Remodeling of Perineuronal Nets in the Striato-Cortical Axis in L-DOPA-Induced Dyskinesia Rat Model

Int. J. Mol. Sci. 2025, 26(23), 11726; https://doi.org/10.3390/ijms262311726
by Nedime Tugce Bilbay 1,2,*, Banu Cahide Tel 3, Gulsum Akkus 3, Canan Cakir-Aktas 1, Taha Solakoglu 1, Gul Yalcin-Cakmakli 4 and Bulent Elibol 1
Reviewer 2: Anonymous
Reviewer 3: Anonymous
Int. J. Mol. Sci. 2025, 26(23), 11726; https://doi.org/10.3390/ijms262311726
Submission received: 10 November 2025 / Revised: 1 December 2025 / Accepted: 1 December 2025 / Published: 3 December 2025
(This article belongs to the Section Molecular Neurobiology)

Round 1

Reviewer 1 Report

Comments and Suggestions for Authors
  1. The study is promising and the manuscript is generally well-written. However, several minor points need to be addressed and clarified before the manuscript can be considered for publication.
  2. Results: Move all exact numerical data (means, SEMs, p-values, ROI counts) to
    Tables or Supplementary Material.
  3. Keep Results text conceptual, describing direction/trends and significance.
  4. Discussion: The Discussion repeats large blocks of the Results. Focus on interpretation, not recapitulation. Strengthen the conceptual model linking DLS–M1 plasticity and PNN fragility.
  5. Figures: Ensure figure legends are shorter and focus on interpretation.
  6. Terminology Consistency: Use:
  • “PNN–PV associations” consistently
  • “PV-INs” (not PV interneurons / PV+ cells interchangeably)
  • “parkinsonism” vs “Parkinsonian state” (choose one)

Author Response

Comment 1: The study is promising and the manuscript is generally well-written. However, several minor points need to be addressed and clarified before the manuscript can be considered for publication.

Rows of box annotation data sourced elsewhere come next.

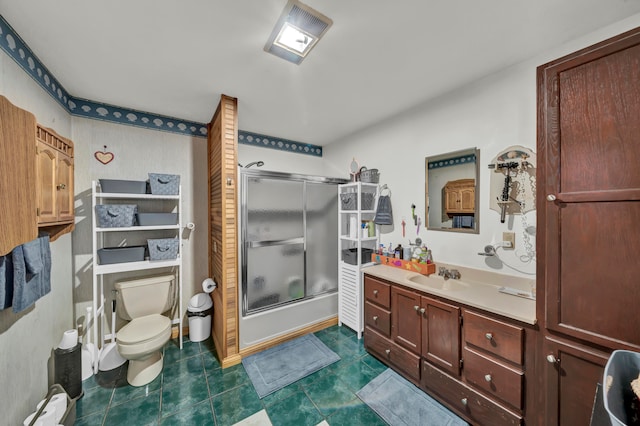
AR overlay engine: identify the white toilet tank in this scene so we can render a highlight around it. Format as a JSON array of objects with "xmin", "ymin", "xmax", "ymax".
[{"xmin": 114, "ymin": 274, "xmax": 176, "ymax": 320}]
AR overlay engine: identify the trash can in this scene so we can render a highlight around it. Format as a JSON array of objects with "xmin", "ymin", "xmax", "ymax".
[
  {"xmin": 603, "ymin": 350, "xmax": 640, "ymax": 426},
  {"xmin": 187, "ymin": 293, "xmax": 213, "ymax": 342}
]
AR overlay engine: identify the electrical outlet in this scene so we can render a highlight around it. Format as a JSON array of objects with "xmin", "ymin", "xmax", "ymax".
[{"xmin": 502, "ymin": 232, "xmax": 516, "ymax": 250}]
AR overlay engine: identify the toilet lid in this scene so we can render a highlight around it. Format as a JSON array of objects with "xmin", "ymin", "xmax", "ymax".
[{"xmin": 116, "ymin": 314, "xmax": 171, "ymax": 344}]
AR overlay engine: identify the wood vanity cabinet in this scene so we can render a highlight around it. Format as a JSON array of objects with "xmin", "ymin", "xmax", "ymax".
[
  {"xmin": 444, "ymin": 179, "xmax": 476, "ymax": 215},
  {"xmin": 364, "ymin": 274, "xmax": 537, "ymax": 426},
  {"xmin": 36, "ymin": 125, "xmax": 74, "ymax": 240}
]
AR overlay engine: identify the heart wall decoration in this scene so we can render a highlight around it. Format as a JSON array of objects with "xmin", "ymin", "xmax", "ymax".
[{"xmin": 93, "ymin": 145, "xmax": 115, "ymax": 164}]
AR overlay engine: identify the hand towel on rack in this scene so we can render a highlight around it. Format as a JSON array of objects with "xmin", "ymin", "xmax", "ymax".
[
  {"xmin": 11, "ymin": 235, "xmax": 51, "ymax": 313},
  {"xmin": 0, "ymin": 253, "xmax": 13, "ymax": 310},
  {"xmin": 373, "ymin": 195, "xmax": 393, "ymax": 225}
]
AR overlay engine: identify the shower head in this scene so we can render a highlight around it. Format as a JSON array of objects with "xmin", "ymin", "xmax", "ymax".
[{"xmin": 244, "ymin": 161, "xmax": 264, "ymax": 169}]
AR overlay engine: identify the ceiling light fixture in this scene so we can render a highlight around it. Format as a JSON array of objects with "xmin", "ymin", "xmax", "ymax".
[{"xmin": 264, "ymin": 0, "xmax": 333, "ymax": 65}]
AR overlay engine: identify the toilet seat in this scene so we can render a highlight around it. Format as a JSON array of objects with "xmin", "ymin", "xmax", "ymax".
[{"xmin": 116, "ymin": 314, "xmax": 171, "ymax": 359}]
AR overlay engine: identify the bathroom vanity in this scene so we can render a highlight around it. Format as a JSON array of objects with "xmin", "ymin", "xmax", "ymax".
[{"xmin": 364, "ymin": 264, "xmax": 537, "ymax": 425}]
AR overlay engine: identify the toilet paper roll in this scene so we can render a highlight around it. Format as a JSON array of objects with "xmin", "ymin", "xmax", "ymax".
[
  {"xmin": 22, "ymin": 409, "xmax": 58, "ymax": 426},
  {"xmin": 38, "ymin": 393, "xmax": 67, "ymax": 424},
  {"xmin": 58, "ymin": 328, "xmax": 78, "ymax": 349},
  {"xmin": 202, "ymin": 278, "xmax": 218, "ymax": 293}
]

Response 1: We thank the reviewer for the careful assessment of our manuscript. We appreciate the constructive feedback and have carefully addressed all minor points raised. All corresponding revisions are now incorporated into the revised manuscript and are highlighted in the annotated version.

 

Comment 2: Results: Move all exact numerical data (means, SEMs, p-values, ROI counts) to Tables or Supplementary Material.

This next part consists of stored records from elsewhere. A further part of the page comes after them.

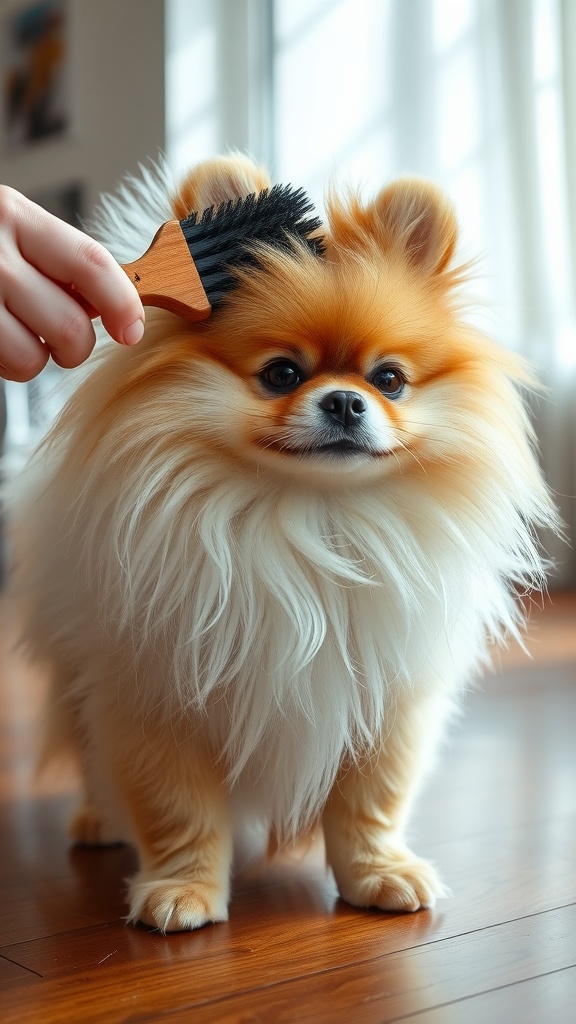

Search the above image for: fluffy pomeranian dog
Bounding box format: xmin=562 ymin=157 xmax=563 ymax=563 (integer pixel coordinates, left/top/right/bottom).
xmin=10 ymin=156 xmax=556 ymax=931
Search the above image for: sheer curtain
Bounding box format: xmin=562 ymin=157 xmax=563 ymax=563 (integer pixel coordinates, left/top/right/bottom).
xmin=272 ymin=0 xmax=576 ymax=585
xmin=3 ymin=0 xmax=576 ymax=586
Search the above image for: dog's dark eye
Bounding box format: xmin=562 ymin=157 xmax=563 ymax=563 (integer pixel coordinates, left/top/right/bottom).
xmin=369 ymin=367 xmax=406 ymax=398
xmin=258 ymin=359 xmax=303 ymax=392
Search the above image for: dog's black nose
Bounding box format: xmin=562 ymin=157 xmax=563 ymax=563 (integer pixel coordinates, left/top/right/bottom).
xmin=320 ymin=391 xmax=366 ymax=427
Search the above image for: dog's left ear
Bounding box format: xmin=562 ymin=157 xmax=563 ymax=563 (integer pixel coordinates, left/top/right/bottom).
xmin=329 ymin=178 xmax=458 ymax=275
xmin=370 ymin=178 xmax=458 ymax=274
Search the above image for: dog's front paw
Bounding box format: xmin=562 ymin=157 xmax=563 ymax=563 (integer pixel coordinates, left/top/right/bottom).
xmin=336 ymin=848 xmax=448 ymax=912
xmin=128 ymin=876 xmax=228 ymax=932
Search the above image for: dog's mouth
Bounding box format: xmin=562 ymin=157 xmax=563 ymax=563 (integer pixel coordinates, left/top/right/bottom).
xmin=268 ymin=437 xmax=390 ymax=459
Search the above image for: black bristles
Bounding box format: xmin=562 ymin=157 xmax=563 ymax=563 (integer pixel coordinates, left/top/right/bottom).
xmin=179 ymin=185 xmax=324 ymax=306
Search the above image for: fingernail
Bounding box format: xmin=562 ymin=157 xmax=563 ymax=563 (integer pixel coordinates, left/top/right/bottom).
xmin=122 ymin=319 xmax=143 ymax=345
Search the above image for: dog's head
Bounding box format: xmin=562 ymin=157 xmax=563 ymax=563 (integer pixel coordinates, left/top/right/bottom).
xmin=88 ymin=157 xmax=523 ymax=495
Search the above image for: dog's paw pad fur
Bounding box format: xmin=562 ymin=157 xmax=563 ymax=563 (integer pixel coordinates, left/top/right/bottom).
xmin=128 ymin=878 xmax=228 ymax=932
xmin=339 ymin=853 xmax=449 ymax=913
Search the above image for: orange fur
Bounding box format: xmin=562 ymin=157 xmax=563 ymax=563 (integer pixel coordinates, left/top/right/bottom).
xmin=10 ymin=157 xmax=557 ymax=931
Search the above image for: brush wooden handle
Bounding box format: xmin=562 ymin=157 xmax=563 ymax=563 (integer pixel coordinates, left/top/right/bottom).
xmin=122 ymin=220 xmax=212 ymax=321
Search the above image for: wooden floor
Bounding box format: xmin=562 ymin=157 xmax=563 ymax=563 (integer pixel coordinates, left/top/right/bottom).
xmin=0 ymin=597 xmax=576 ymax=1024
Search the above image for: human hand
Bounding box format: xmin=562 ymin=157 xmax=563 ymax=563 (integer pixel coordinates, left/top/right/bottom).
xmin=0 ymin=185 xmax=145 ymax=381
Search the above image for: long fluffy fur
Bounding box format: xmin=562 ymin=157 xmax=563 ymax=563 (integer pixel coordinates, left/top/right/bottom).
xmin=7 ymin=157 xmax=557 ymax=929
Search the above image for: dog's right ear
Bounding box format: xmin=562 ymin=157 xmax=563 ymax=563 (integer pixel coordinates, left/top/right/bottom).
xmin=171 ymin=154 xmax=272 ymax=220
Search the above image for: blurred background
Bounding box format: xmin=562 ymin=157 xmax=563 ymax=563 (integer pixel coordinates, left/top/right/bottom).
xmin=0 ymin=0 xmax=576 ymax=588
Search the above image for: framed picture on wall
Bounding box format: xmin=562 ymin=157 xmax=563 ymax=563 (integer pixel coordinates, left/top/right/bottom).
xmin=0 ymin=0 xmax=71 ymax=153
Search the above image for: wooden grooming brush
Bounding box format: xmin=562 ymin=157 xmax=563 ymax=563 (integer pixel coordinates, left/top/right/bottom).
xmin=123 ymin=185 xmax=323 ymax=321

Response 2: We thank the reviewer for this helpful suggestion. In accordance with the recommendation, all numerical values related to cellular metrics (means, SEMs, p-values, and ROI counts) have been removed from the Results text and transferred to the Supplementary Tables for clarity and accessibility. For the behavioral datasets, the explicit numerical values were removed from the main text to improve readability, while the data remains fully represented in the corresponding figures. This adjustment allowed the Results section to focus more clearly on the main findings, while the detailed quantitative data are now presented in an organized and accessible format in the Supplementary Material.

 

Comment 3: Keep Results text conceptual, describing direction/trends and significance.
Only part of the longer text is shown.